I highly recommend this book to all of you.
I see why my publisher recommended this book to me. I feel we all need to read this to see how it was with the Japanese Americans way before you and I were born. I also think people born on Maui ought to read this book, along with the non-Maui born residents, so they will appreciate and honor the history of that place.
It’s about Soichi Sakamoto, swimming coach who trained plantation kids to go national by letting them swim and practice in the ditches on Maui. Interestingly, I grew up with his name Sakamoto, Keo Nakama, and others mentioned in this book, yet they were in their prime before I was born so they had become legends by the time I could read. Then the story continues after Pearl Harbor. This is a touching part of our history if you are Japanese from Hawaii, Okinawan, Haole( Caucasian), or just a human being. I’m sure you’re one of these…ha.

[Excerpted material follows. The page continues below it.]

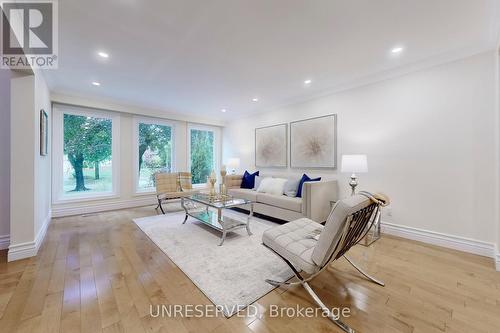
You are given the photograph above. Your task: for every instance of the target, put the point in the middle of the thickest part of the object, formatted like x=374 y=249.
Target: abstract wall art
x=313 y=142
x=271 y=146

Sakamoto ended up at UH as swimming coach. Won’t tell you if his dream of sending one of the kids from the ditches to the Olympics ever became a reality.
In the book, the author mentions how people were named by their character. One swimmer was called Halo Hirose…pronounced hallow because sometimes he seemed to act as though his brain was filled with too much space.
Reminded me of how my own village Kapoho folks were also called. Our Uncle Jun was called Pe-lute, a Filipino word meaning throwing up from drinking too much. One man was called ke-sha…train in Japanese because his teeth protruded like the front of a train and these became permanent names. So one doesn’t have to be from Hawaii or from Maui to be able to find one’s own history in the story.
At the end, one is left with this feeling that one’s own humanity to another is still, why we are here.